The call for the debate was part of recommendations made by the researchers, Dr Stephen O. Kwankye, Professor John K. Anarfi and Ms Cynthia Addoquaye Tagoe, following findings of their survey into the “Independent North-South Child Migration in Ghana: The Decision Making process”.
The recommendations were disseminated at the inaugural meeting and launch of the Development Research Centre on Migration, Globalisation and poverty Research Dissemination Network at the Institute of Statistical Social and Economic Research in the University of Ghana, Legon.
The study was conducted in 2005 in Accra and Kumasi and in 2006 supplementary qualitative data from Accra was added.
The aim was to among others find out factors that affect the migration of children from Northern to southern Ghana and who the main players in the decision making process are. The sample size was 450 child migrants at the lorry parks and markets.
The researchers also recommend that the Ministry of Women and Children’s Affairs( MOWAC) institutes a programme that would assist child migrants to the south, who have regretted their movement, to return home and settle them in some business.

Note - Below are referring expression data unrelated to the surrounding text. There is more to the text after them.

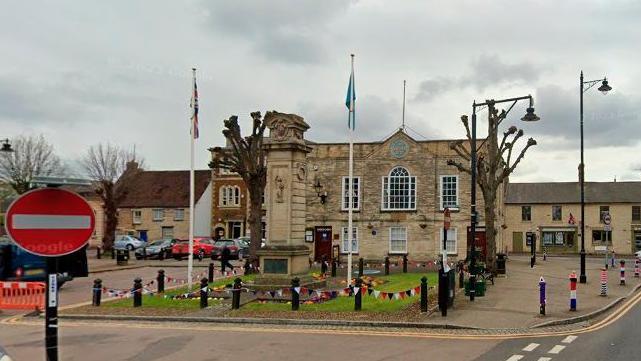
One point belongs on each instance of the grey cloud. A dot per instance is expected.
(284, 31)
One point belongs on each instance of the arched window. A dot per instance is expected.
(399, 190)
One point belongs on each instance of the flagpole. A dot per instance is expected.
(192, 135)
(350, 240)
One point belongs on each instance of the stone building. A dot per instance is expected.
(156, 205)
(553, 212)
(401, 187)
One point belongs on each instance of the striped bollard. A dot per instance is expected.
(604, 282)
(573, 291)
(622, 283)
(542, 296)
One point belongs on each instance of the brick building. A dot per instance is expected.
(157, 205)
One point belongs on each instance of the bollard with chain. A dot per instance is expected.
(622, 263)
(97, 292)
(295, 294)
(572, 291)
(358, 293)
(204, 292)
(542, 298)
(424, 289)
(604, 282)
(137, 292)
(160, 279)
(235, 294)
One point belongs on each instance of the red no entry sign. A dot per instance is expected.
(50, 222)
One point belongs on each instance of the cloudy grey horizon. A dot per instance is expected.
(86, 72)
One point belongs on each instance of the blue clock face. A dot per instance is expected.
(399, 148)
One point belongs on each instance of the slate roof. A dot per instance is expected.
(166, 189)
(570, 192)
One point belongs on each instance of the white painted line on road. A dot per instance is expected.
(556, 349)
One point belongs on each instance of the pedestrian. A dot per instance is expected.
(225, 255)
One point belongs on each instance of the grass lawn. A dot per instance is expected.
(156, 301)
(394, 283)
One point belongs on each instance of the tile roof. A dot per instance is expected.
(164, 189)
(570, 192)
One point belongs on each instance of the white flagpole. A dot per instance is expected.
(190, 257)
(351, 177)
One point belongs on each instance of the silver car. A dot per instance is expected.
(128, 242)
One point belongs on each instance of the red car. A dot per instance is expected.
(203, 247)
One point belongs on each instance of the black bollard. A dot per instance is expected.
(424, 294)
(161, 281)
(358, 295)
(235, 295)
(97, 292)
(295, 294)
(137, 292)
(211, 271)
(204, 292)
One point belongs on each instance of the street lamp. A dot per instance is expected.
(528, 117)
(585, 86)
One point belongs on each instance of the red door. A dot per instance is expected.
(322, 243)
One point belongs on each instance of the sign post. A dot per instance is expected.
(50, 222)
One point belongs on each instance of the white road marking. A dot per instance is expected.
(556, 349)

This , they said, should be after the children have been equipped with some skills to enable them have relatively more lucrative jobs, especially in the area of self employment.
This programme, they said, should be done in collaboration with civil society organisations which were already into that kind of programmes to achieve a more sustainable integration into the local economy of the children.
The survey found that parents were actively involved in the decision -making process concerning the children’s migration.
The recommendation therefore is that parents should be sensitised on the costs of child migration.
The researchers also suggest that the Government targets the three northern regions as a special case in its poverty reduction programme.
“ From the analysis, some of the young girls engaged in the sheanut trade to secure their transport fare to embark on migration down south. It is therefore possible that if this trade were given a special business attention as one of the Presidential Special Initiatives, it would be a more lucrative source of income for the young girls such that they could stay behind at their places of origin and work in the sheanut and shea butter industry.
In another study into the costs and benefits of children’s independent migration from north to south Ghana, Prof Anarfi and Dr Kwankye found that some of the child migrants were able to make remittances to their family and that migrants working in Kumasi were able to send more remittances than those in Accra.
They found that girls who were able to return home with certain items became “ hot cakes” for suitors.
On the other hand , the risks of child migration they, found included rape, the contraction of Sexually transmitted Infections and trauma.